As Dave mentions, you probably want to make sure the wood is dry and repair any cracks before cutting - as otherwise it might be difficult to get to them. You can see a couple of very small cracks in the above photo that I filled with (black) epoxy before being turned/cut.

Cheers,
Brad


----------



## Ken74 (1 mo ago)

The wood has been kiln dried. I sanded both sides on drum sander so they are smooth, parallel and any flaws are more visible. There doesn't appear to be any cracks in heartwood. The sapwood is free of any cracks so it should hold together for the frame. I shellacked sapwood to bark seam then epoxy this entire seam. Any cracks that show up after milling the center out hopefully will be removed during scroll sawing. Thanks for the pictures Brad. That is similar to what I plan to do on this end grain cookie except I don't know what my design will be yet.


----------



## DanKrager (Apr 13, 2012)

I'm really surprised a walnut cookie survived drying without cracking. It does happen though and you are fortunate.
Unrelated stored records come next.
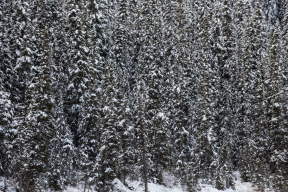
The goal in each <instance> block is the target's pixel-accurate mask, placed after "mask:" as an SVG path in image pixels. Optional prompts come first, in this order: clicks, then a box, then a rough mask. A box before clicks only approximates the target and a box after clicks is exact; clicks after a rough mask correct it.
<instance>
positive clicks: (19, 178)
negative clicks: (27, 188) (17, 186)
mask: <svg viewBox="0 0 288 192" xmlns="http://www.w3.org/2000/svg"><path fill="white" fill-rule="evenodd" d="M22 187H23V178H22V173H20V178H19V192H23V191H22Z"/></svg>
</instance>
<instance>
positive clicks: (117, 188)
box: [0, 172, 273, 192]
mask: <svg viewBox="0 0 288 192" xmlns="http://www.w3.org/2000/svg"><path fill="white" fill-rule="evenodd" d="M234 176H235V190H233V189H226V190H224V191H219V190H217V189H215V188H213V187H212V186H209V185H204V184H203V185H200V186H201V192H255V191H256V190H255V189H254V188H253V187H252V184H251V183H242V182H241V180H240V176H239V173H237V172H235V173H234ZM168 178H169V179H170V180H169V179H167V181H166V183H165V181H164V183H165V184H166V186H163V185H158V184H154V183H148V190H149V192H185V190H184V189H183V187H181V186H180V185H176V184H175V181H173V179H175V178H173V177H171V176H170V177H168ZM6 183H7V184H8V190H7V191H9V192H15V189H14V187H13V186H12V185H11V184H12V183H13V182H6ZM127 185H128V186H129V187H126V186H125V185H124V184H123V183H122V182H121V181H120V180H119V179H115V180H114V181H113V186H114V190H113V192H143V191H144V185H143V183H142V182H141V181H140V180H139V181H129V180H128V181H127ZM3 189H4V179H3V178H2V177H0V191H4V190H3ZM83 191H84V188H83V185H82V186H79V187H77V188H75V187H67V189H66V190H64V191H63V192H83ZM49 192H50V191H49ZM86 192H96V191H95V190H93V189H92V188H90V189H86ZM265 192H273V190H270V189H266V190H265Z"/></svg>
If your scroll sawing will remove material relatively uniformly distributed then I don't foresee any issues. In fact, removing material from the center can significantly reduce tension that causes splits, depending upon the pattern. A relatively coarse blade may work better because the grain orientation will produce a stringy waste instead of short grain dust. You've made it this far, so far so good! 
Merry Christmas!
DanK


----------



## blaughn (Jul 23, 2016)

I do a lot of scrolling. The biggest concern I would have is the drop-outs. End grain is far weaker than cross grain material. I would suggest you seek advice at Scrollsawvillage.com Folks there are scroll saw fanatics and you will certainly find several who can answer your questions first hand.


----------



## GrumpyGolfGuy (Apr 29, 2020)

I scroll end grain all the time. The thin parts will have a tendency to curl on your you may need to alter the plan slightly otherwise you should be fine.

Chris


----------